I opened my eyes the next morning to a suitcase being shoved in my direction. Destination rehab, once again. Rehab is considerably more comfortable than jail, so I’ll take what I can get. Laguna Beach, California, where everybody is beautiful, the ocean runs along statuesque cliffs and even the rehabs have a bar across the street. This rehab was an inpatient facility but allowed patients to go to the beach in between therapy groups. The beach is vast, so trying to spot the addict in the sand or waves is much like playing a game of Where’s Waldo. Naturally I slipped away to the bars, had heroin and paraphernalia delivered to me and walked to the smoke shop to buy more of that handy fake pee. Ultimately I was kicked out for buying underage teenagers alcohol, all five of them who gave my name when they got caught. Amateurs.
Rather than go home, I went straight from the Laguna Beach facility to ol’ faithful, GAADS in Glendale. They were about as thrilled to see me as I was them. During the brief five days I stayed, I had xanax delivered and snorted it off my Big Book of Alcoholics Anonymous, just to really stick it to the man. Needless to say, this is not the way to find success in rehab.

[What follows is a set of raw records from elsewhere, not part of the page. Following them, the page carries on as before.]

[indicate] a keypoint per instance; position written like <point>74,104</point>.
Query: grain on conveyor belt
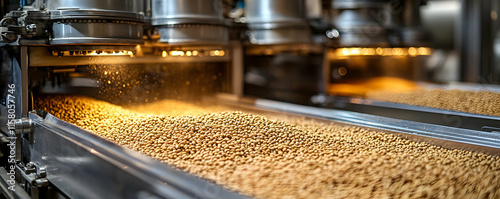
<point>289,158</point>
<point>478,102</point>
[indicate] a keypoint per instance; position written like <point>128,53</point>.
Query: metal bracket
<point>34,176</point>
<point>23,125</point>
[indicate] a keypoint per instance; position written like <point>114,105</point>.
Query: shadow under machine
<point>320,59</point>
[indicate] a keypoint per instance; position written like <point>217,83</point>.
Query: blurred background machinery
<point>322,53</point>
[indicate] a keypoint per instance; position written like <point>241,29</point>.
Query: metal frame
<point>444,136</point>
<point>84,165</point>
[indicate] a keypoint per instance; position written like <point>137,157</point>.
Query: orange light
<point>355,51</point>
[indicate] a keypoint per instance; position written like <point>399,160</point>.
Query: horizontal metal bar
<point>414,113</point>
<point>445,136</point>
<point>80,163</point>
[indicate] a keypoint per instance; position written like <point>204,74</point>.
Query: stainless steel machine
<point>297,52</point>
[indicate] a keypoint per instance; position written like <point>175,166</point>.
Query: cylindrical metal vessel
<point>275,11</point>
<point>277,21</point>
<point>166,12</point>
<point>361,22</point>
<point>198,22</point>
<point>133,6</point>
<point>93,22</point>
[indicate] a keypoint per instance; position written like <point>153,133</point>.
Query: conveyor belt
<point>441,135</point>
<point>415,113</point>
<point>79,162</point>
<point>84,165</point>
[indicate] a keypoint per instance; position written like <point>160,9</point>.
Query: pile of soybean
<point>478,102</point>
<point>293,157</point>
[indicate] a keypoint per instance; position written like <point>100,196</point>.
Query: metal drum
<point>361,22</point>
<point>190,21</point>
<point>132,6</point>
<point>277,22</point>
<point>87,22</point>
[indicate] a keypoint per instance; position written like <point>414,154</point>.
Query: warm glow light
<point>354,51</point>
<point>412,51</point>
<point>176,53</point>
<point>424,51</point>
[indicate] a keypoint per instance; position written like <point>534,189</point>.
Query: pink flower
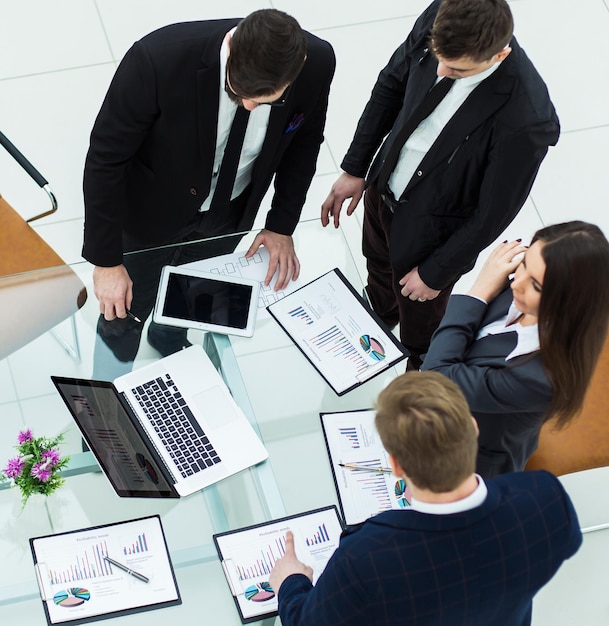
<point>24,435</point>
<point>41,471</point>
<point>14,467</point>
<point>52,456</point>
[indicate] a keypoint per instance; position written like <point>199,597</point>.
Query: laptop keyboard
<point>176,426</point>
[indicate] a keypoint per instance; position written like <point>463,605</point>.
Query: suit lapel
<point>480,105</point>
<point>274,132</point>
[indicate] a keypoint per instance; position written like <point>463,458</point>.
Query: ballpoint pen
<point>365,468</point>
<point>133,317</point>
<point>128,570</point>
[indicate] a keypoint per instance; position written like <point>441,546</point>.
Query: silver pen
<point>128,570</point>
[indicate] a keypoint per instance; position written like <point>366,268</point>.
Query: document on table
<point>338,333</point>
<point>115,569</point>
<point>249,554</point>
<point>237,265</point>
<point>360,466</point>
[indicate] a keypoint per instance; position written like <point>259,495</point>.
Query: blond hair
<point>424,421</point>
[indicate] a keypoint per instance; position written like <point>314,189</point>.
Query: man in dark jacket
<point>466,552</point>
<point>446,180</point>
<point>158,169</point>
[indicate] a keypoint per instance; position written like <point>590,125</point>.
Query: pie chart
<point>372,347</point>
<point>402,493</point>
<point>74,596</point>
<point>260,592</point>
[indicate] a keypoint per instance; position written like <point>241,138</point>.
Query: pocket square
<point>294,124</point>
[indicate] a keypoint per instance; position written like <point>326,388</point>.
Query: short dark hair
<point>425,423</point>
<point>477,29</point>
<point>573,311</point>
<point>267,52</point>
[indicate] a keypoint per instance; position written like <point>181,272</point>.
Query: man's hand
<point>113,288</point>
<point>287,565</point>
<point>415,289</point>
<point>283,257</point>
<point>346,186</point>
<point>492,278</point>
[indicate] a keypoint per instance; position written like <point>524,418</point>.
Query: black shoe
<point>166,340</point>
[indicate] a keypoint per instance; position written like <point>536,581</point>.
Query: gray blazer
<point>508,399</point>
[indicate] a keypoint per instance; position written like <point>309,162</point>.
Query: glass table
<point>276,387</point>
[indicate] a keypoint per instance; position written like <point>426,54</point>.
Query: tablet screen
<point>206,300</point>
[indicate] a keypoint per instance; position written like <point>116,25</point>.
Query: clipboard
<point>360,467</point>
<point>336,330</point>
<point>79,585</point>
<point>248,554</point>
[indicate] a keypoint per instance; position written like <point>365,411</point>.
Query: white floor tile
<point>566,41</point>
<point>358,63</point>
<point>573,182</point>
<point>38,36</point>
<point>317,15</point>
<point>126,22</point>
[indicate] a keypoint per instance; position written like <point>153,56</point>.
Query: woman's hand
<point>502,262</point>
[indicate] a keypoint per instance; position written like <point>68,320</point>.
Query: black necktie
<point>428,104</point>
<point>230,160</point>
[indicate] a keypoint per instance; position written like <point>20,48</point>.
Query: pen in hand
<point>128,570</point>
<point>133,317</point>
<point>365,468</point>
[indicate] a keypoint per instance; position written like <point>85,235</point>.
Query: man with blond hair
<point>466,552</point>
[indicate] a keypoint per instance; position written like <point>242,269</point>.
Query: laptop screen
<point>114,438</point>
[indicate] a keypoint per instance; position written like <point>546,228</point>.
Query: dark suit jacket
<point>508,399</point>
<point>480,567</point>
<point>476,176</point>
<point>150,161</point>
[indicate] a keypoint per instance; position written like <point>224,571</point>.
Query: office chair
<point>38,290</point>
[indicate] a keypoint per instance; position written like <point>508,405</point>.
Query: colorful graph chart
<point>350,434</point>
<point>139,545</point>
<point>402,493</point>
<point>301,314</point>
<point>335,344</point>
<point>262,565</point>
<point>372,347</point>
<point>320,536</point>
<point>87,565</point>
<point>260,592</point>
<point>74,596</point>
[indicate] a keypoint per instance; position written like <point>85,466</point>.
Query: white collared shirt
<point>528,336</point>
<point>475,499</point>
<point>252,144</point>
<point>421,140</point>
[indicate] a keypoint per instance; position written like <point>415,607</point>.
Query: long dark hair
<point>573,311</point>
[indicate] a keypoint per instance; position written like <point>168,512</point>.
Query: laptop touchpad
<point>214,407</point>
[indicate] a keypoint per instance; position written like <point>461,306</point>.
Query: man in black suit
<point>439,192</point>
<point>158,169</point>
<point>466,551</point>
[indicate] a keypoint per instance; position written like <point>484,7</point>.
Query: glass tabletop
<point>277,388</point>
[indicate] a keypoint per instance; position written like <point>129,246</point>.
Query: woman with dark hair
<point>525,352</point>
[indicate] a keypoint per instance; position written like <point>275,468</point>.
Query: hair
<point>477,29</point>
<point>267,52</point>
<point>573,314</point>
<point>425,423</point>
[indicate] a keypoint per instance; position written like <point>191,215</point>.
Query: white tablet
<point>205,301</point>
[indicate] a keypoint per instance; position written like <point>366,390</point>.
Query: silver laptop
<point>167,429</point>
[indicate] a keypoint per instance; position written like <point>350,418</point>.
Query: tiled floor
<point>57,58</point>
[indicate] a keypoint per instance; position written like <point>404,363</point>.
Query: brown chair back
<point>584,444</point>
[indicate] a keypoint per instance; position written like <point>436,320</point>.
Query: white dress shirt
<point>254,136</point>
<point>472,501</point>
<point>421,140</point>
<point>528,336</point>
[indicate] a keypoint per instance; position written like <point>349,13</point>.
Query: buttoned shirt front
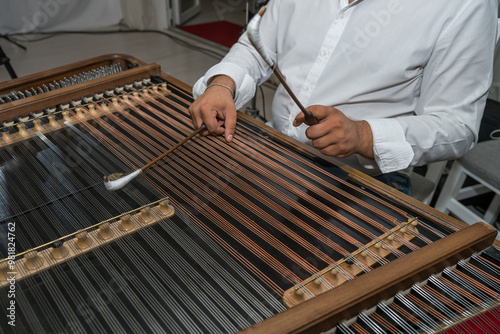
<point>417,71</point>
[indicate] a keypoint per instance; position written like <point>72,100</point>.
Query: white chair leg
<point>451,187</point>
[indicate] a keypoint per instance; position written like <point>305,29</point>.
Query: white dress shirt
<point>418,71</point>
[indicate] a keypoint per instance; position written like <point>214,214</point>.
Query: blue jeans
<point>396,180</point>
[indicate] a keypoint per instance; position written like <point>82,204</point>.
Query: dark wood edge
<point>22,108</point>
<point>326,310</point>
<point>58,73</point>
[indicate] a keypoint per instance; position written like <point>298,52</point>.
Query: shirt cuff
<point>392,151</point>
<point>245,85</point>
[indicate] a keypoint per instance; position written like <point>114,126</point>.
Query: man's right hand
<point>215,108</point>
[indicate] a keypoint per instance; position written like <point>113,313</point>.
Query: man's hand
<point>215,108</point>
<point>336,135</point>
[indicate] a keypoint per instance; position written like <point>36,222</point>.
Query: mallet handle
<point>179,144</point>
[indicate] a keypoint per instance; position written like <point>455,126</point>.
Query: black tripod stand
<point>4,60</point>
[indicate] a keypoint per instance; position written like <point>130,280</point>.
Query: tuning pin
<point>38,125</point>
<point>32,260</point>
<point>59,250</point>
<point>52,121</point>
<point>66,116</point>
<point>21,128</point>
<point>125,223</point>
<point>166,208</point>
<point>146,215</point>
<point>4,268</point>
<point>83,240</point>
<point>104,231</point>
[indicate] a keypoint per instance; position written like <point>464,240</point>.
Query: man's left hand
<point>336,134</point>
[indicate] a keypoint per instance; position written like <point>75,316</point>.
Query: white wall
<point>24,16</point>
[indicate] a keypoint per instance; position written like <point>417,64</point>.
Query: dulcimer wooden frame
<point>326,310</point>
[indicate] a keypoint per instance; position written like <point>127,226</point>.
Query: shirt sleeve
<point>243,63</point>
<point>454,88</point>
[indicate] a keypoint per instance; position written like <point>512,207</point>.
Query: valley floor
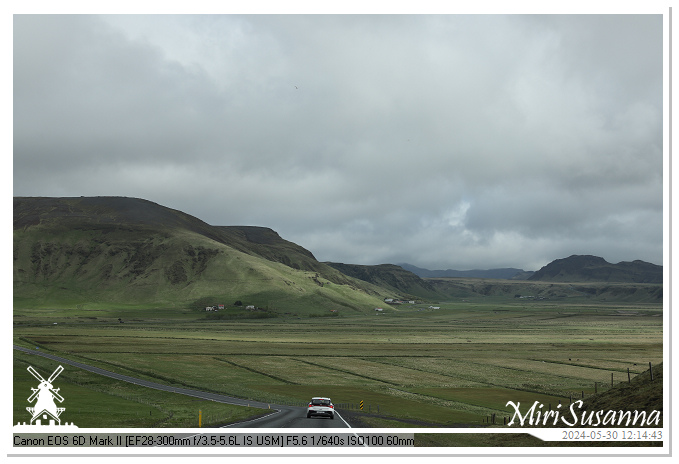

The final rehab I stayed with several months later required patients to get injected with Vivitrol before being officially discharged. Now I don’t want to scare anyone away from trying whatever treatment will help them, but this was horrific. Several nurses had to hold me down while the doctor came at my right buttcheek with a giant syringe, with a giant needle filled with a weird spongy substance. It took three minutes to inject and got clogged half way through. It did however, successfully hinder any effects of opiates for the month it promised, and trust me, I tried. There are other drugs out there though, so I did those for thirty days and then switched back to dope.
So how on Earth could someone this hopeless be cured you ask? Well, I think it was a combination of many factors, some that I have no control over and some that were my own doing. To start with the ones I have no control over, I have a fantastic family that I did not deserve at the time. I had health insurance thanks to Obamacare allowing me to use my parents insurance until 26. I had some killer health professionals who actually seemed to care if I lived or died. Things I can take credit for include, the sincerely introspective work I did while participating in rehab. The years of addiction-specialized therapy I attended with my saint-like therapist. Using long-term medication-assisted-therapy, suboxone particularly, until I was ready to taper down and detox from it completely. Building my confidence and new identity by investing in myself via working toward a degree in journalism, and most importantly finding a beautiful purpose in mothering my twin daughters. Would any single one of these produce the desired result? Doubtful. Combined though, I live a life so far removed from my time as an addict I feel like it was another lifetime completely and for that I am eternally grateful.